Real Estate Monday: Frank Lloyd Wright's Falling Water

This weekend I had the pleasure of taking a trip to see Falling Water for the first time. I am slightly embarrassed to admit this, but I got a little choked up when I walked through the dark and narrow front entry way into the main room of the house. It's equatable to coming out of the Fort Pitt Tunnels, for those of you who are from Pittsburgh, you know what I mean. The beauty of the outdoors brought inside just hits you, and I wanted to cry. It's the most organic design I've ever experienced. Everything from the floor, to the walls, to the ceilings and windows pointed to the exquisite outdoor waterfall, on which it sits cantilevered over. Simply breathtaking. If you haven't been, then you should go. Seriously. Best little weekend jaunt and it's so close. Tickets are $20 each, and you must call ahead to book a reservation. I didn't know this, and we didn't get in on the first day (forehead slap).
So here's what to do. Don't look at pictures of the inside. I purposely didn't. I like surprises. They don't let you take pictures inside anyways*, so all of mine are from the outside looking in.
*I got really bummed out when I found out I couldn't take pictures inside. I figured if I got a pic of the Mona Lisa (without realizing it was illegal), then I could surely sneak a peak). But once inside, I really didn't want to ruin the moment by hiding behind a camera. I wanted to enjoy the tour and engage with the tour guide. And I want you to be able to do the same.
So here's a little tiny background, I don't want to spoil it for you though. The house was built from 1936-1939 for what totaled $155,000. It was built for the Kaufmann family, from Kaufmann department stores, now Macy's, and entrusted to The Western Pennsylvania Conservancy. It's so mid century modern, before that term was even coined. I can't imagine how people back in that time must have reacted to its controversial design. Wright went on to build 200 more homes even though he was in his late 60's when he designed this house. I like to imagine people walking through it back then for the first time. How in awe they must have been. How in awe I am now almost 74 years later!
Here are some outdoor shots we got.

Where the tour starts. 

From the foot of the driveway before entering the house. 

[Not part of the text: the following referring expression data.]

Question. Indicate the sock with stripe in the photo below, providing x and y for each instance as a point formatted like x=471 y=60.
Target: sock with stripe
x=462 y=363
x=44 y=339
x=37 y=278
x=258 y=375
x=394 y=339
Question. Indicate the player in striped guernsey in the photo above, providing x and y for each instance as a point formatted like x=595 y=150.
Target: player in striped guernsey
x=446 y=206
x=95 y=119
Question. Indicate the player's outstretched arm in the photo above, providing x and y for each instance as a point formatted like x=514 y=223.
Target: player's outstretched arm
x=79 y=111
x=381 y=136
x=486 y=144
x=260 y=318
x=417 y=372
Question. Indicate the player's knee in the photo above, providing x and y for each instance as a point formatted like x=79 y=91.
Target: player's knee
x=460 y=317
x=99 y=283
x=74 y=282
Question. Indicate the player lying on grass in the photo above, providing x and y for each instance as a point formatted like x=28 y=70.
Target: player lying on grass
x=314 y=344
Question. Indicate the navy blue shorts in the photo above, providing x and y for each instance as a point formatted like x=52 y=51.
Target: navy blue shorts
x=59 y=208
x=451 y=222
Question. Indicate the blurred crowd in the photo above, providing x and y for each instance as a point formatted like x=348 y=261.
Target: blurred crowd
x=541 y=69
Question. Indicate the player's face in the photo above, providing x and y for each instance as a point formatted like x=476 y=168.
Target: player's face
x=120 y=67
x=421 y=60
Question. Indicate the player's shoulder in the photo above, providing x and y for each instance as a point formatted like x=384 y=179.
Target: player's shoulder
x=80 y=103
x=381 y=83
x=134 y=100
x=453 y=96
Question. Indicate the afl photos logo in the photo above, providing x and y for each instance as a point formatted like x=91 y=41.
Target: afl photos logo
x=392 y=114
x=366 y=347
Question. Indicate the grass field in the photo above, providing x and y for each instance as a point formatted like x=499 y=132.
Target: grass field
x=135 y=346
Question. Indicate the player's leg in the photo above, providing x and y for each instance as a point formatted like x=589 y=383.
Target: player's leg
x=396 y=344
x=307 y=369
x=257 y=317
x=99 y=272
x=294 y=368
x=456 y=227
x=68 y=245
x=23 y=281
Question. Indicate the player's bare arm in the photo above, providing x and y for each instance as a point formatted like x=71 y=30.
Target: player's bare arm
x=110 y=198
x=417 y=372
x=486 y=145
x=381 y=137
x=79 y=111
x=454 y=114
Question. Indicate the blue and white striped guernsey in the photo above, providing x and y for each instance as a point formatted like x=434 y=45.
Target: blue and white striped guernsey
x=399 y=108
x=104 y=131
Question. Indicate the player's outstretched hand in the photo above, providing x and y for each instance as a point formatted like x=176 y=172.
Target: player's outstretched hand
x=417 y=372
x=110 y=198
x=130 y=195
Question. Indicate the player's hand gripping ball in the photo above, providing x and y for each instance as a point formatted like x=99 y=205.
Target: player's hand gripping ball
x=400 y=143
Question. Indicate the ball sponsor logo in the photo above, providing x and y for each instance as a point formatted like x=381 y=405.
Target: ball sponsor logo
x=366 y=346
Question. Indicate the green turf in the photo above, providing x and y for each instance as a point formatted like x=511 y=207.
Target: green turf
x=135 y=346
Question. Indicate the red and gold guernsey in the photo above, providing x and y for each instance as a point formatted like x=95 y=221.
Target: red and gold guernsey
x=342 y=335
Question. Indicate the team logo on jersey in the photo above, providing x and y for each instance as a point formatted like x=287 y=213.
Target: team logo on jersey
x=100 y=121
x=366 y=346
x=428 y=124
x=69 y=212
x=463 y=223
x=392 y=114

Standing on the veranda over the waterfall, which is almost as large as the family room inside. 

There are steps down to the left of the veranda to wade in the water.
From the spot where the Kaufmann's thought their home was going to be built so they could look at the waterfall. They never thought they'd be on top of it! 

Churchill, a suburb of Pittsburgh, also has its own "little" Frank Lloyd Wright house.

105 Merrie Woode Drive, Churchill Boro, PA 15235

And here are two more contemporary ranch style homes that are a little more affordable, but with the right furniture could be AMAZING!

3404 Mccrady Road, Churchill Boro, PA 15235

I love contemporary ranches that focus more on bringing the outdoors in. Thank you Frank Lloyd Wright for being different!